Dados de inflação e expectativas para o Fed
Nos dados dos EUA, o Índice de Preços ao Consumidor (CPI, medida da inflação ao consumidor) subiu 0,3% em fevereiro na comparação mensal, ante 0,2% antes, em linha com o esperado. O CPI núcleo (inflação “sem” itens muito voláteis, como alimentos e energia) subiu 0,2% na comparação mensal, abaixo de 0,3% antes, também dentro das estimativas. As taxas anuais de inflação do CPI ficaram sem mudança em relação a janeiro, mantendo a inflação acima da meta de 2% do Federal Reserve (Fed, o banco central dos EUA). O mercado indicava quase 99,5% de chance de o Fed não mudar os juros na reunião de março, segundo o CME FedWatch (ferramenta que estima probabilidades de decisões do Fed com base em preços de contratos futuros).

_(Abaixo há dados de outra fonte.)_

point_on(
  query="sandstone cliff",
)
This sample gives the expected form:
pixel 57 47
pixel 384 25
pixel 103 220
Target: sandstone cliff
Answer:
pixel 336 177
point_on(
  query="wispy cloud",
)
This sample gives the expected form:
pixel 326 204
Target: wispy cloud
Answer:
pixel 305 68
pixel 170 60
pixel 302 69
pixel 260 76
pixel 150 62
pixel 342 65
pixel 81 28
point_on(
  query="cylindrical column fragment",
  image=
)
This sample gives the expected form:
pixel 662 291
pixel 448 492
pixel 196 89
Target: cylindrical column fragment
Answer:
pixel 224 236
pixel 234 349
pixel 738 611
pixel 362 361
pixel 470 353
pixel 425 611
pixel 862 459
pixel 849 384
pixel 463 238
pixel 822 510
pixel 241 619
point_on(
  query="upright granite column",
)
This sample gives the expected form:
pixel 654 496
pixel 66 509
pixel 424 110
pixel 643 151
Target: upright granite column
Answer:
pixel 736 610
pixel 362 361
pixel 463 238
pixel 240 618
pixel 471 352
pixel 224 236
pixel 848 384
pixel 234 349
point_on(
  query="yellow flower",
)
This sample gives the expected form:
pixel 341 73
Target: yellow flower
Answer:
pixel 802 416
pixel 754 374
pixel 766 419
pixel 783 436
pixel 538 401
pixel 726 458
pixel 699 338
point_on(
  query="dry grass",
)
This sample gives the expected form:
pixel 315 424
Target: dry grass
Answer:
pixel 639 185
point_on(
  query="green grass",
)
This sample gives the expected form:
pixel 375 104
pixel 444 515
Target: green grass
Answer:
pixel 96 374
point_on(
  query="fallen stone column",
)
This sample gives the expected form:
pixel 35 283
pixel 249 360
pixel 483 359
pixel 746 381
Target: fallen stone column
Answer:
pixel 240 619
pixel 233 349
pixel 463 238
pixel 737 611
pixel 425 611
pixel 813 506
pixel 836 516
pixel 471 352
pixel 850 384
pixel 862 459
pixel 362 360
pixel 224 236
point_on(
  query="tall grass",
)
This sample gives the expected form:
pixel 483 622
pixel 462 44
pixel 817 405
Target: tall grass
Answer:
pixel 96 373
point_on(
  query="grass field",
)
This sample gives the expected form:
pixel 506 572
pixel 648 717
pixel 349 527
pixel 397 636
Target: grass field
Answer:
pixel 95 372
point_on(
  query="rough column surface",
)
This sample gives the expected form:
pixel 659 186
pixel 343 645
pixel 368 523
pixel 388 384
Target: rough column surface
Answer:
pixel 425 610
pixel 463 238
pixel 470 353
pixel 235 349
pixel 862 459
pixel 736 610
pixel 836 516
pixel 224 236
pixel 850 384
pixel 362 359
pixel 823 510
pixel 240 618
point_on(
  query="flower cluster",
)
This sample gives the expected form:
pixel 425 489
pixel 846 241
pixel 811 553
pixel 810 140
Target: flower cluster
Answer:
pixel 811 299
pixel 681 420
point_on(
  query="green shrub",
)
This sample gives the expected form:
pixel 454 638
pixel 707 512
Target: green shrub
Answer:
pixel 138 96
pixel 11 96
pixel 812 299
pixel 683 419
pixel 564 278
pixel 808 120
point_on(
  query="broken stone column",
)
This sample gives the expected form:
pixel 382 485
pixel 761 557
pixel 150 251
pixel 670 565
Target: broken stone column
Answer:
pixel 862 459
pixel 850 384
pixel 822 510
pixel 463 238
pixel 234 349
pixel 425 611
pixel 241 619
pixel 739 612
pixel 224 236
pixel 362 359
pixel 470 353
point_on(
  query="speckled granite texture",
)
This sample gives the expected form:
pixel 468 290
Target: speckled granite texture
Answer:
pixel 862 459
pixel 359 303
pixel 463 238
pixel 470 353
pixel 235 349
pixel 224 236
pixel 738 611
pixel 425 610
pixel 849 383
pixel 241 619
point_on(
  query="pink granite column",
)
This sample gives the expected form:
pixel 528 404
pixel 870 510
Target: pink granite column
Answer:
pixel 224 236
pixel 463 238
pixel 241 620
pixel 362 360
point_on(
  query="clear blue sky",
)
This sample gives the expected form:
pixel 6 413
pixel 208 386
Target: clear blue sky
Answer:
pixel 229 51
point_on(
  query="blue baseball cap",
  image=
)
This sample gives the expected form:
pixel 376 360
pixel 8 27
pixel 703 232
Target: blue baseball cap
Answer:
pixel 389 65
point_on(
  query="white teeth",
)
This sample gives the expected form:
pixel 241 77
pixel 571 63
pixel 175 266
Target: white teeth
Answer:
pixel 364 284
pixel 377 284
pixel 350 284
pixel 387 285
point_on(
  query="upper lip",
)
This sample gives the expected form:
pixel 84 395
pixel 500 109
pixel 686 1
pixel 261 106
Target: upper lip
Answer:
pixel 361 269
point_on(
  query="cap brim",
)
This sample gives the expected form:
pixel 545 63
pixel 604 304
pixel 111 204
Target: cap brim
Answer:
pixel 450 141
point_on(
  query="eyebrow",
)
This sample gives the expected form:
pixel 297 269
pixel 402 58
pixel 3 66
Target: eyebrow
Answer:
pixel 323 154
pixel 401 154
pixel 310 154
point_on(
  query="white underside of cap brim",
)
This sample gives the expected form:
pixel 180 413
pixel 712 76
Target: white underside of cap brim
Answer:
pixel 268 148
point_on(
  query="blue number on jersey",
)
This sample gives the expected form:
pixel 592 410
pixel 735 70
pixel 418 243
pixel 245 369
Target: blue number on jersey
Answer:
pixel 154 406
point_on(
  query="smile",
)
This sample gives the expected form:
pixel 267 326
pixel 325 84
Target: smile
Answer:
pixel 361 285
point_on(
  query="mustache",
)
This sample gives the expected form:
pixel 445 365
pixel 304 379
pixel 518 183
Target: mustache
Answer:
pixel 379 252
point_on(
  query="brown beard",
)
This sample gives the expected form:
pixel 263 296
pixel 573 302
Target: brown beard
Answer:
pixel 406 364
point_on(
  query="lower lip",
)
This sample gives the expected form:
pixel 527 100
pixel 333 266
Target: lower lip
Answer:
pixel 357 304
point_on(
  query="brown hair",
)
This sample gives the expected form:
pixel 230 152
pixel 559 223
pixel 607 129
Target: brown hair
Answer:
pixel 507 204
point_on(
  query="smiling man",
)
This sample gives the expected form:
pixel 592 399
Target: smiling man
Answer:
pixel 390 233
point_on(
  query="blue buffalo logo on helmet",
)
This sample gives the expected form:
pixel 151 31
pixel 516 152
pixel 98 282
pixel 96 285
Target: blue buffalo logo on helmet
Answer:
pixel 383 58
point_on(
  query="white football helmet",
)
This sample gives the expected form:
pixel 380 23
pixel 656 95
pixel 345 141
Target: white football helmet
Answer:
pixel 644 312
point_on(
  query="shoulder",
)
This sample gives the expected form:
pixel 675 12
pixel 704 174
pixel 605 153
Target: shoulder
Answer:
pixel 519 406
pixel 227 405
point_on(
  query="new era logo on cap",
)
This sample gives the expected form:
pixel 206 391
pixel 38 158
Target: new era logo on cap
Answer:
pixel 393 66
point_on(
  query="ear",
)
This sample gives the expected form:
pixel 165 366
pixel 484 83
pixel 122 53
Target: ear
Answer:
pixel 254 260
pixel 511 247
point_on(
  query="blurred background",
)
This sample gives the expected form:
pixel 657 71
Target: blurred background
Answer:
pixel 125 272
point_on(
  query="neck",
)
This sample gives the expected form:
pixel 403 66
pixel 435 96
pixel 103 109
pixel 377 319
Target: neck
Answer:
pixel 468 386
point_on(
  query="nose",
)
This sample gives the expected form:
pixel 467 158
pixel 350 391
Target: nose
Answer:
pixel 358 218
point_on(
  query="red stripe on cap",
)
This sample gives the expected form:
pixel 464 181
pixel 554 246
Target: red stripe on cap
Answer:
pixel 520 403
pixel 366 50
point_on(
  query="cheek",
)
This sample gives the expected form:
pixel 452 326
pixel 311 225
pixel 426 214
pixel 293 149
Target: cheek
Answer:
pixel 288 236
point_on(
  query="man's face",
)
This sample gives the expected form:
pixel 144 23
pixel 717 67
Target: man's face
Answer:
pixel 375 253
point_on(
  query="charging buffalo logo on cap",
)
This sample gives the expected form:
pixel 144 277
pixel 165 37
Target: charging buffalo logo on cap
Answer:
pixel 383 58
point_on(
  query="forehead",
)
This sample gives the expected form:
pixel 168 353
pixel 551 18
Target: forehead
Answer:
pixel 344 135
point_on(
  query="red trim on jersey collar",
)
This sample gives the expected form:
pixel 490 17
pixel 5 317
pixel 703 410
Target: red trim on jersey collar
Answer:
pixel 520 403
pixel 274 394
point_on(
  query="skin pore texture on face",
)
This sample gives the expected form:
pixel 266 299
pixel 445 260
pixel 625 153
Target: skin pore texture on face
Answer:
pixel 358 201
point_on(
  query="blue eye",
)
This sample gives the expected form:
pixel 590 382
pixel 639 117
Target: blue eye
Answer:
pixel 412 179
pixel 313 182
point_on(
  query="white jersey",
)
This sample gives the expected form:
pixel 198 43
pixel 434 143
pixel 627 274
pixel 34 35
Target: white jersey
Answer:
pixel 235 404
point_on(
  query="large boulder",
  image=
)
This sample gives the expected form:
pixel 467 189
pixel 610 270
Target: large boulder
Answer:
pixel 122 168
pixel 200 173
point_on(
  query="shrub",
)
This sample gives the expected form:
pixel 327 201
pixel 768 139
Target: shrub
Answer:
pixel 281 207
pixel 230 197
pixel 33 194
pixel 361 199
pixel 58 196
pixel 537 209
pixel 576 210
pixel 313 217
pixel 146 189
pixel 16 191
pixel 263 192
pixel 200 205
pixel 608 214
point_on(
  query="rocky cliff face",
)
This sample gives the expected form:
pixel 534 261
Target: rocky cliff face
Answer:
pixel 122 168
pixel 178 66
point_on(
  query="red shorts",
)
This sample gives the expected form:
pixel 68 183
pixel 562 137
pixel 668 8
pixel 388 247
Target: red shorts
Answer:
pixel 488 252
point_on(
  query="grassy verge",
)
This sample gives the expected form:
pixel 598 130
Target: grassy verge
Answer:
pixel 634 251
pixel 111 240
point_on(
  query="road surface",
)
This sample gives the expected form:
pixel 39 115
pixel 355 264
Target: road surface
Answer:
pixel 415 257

Olhando o início de 2025, a escalada do conflito no Oriente Médio sinalizou uma busca por segurança (movimento de investidores para ativos considerados mais seguros). O DXY subia, refletindo esse sentimento. Naquele momento, o índice avançou em direção à região de 104 entre março e abril de 2025, confirmando a demanda por “porto seguro” (ativo procurado em épocas de crise). Traders de derivativos (instrumentos financeiros cujo preço depende de outro ativo, como opções e futuros) poderiam ter visto isso como sinal para apostar na alta do dólar. Comprar opções de compra (call, contrato que dá o direito de comprar um ativo por um preço fixo até uma data) em ETFs (fundos negociados em bolsa) ligados ao dólar, como o Invesco DB USD Bullish Fund (UUP), seria uma forma direta de tentar lucrar com essa tendência. Essas posições poderiam se beneficiar tanto da tensão geopolítica quanto do Fed mantendo os juros estáveis.Risco na oferta de petróleo e proteção contra volatilidade
A ameaça direta ao Estreito de Ormuz indicava um risco relevante para a oferta global de petróleo. Lembramos o preço do petróleo WTI (West Texas Intermediate, referência de preço do petróleo nos EUA) oscilando na faixa de pouco mais de US$ 80 por barril naquele período. Isso tornava opções de compra em futuros de petróleo (contratos para comprar/vender petróleo numa data futura) ou em ETFs do setor de energia uma alternativa lógica para proteção (hedge, operação para reduzir perdas) ou para apostar em um choque de oferta. Essa incerteza geopolítica costuma aumentar a volatilidade (variação forte dos preços), tornando o Índice de Volatilidade da CBOE (VIX, indicador do “medo” do mercado com base em opções do S&P 500) um ponto importante de atenção. Em março de 2025, comprar opções de compra do VIX poderia ser uma proteção sensata contra uma queda maior do mercado causada pelo agravamento do conflito. Hoje, o VIX está bem mais baixo, perto de 14, mostrando que foi uma oportunidade específica ligada a um evento. Com o mercado quase totalmente precificando (já refletindo nos preços) que o Fed manteria os juros em março de 2025, o foco passou para o caminho futuro das taxas. Hoje sabemos que o Fed começou a sinalizar cortes de juros mais tarde naquele ano, que de fato ocorreram. Traders atentos poderiam ter usado opções sobre futuros de SOFR (Secured Overnight Financing Rate, taxa de referência de empréstimos de um dia garantidos por títulos do governo dos EUA) para se posicionar para essa mudança de postura, saindo de um tom “duro” (hawkish, quando o banco central prioriza combater a inflação e tende a manter juros altos).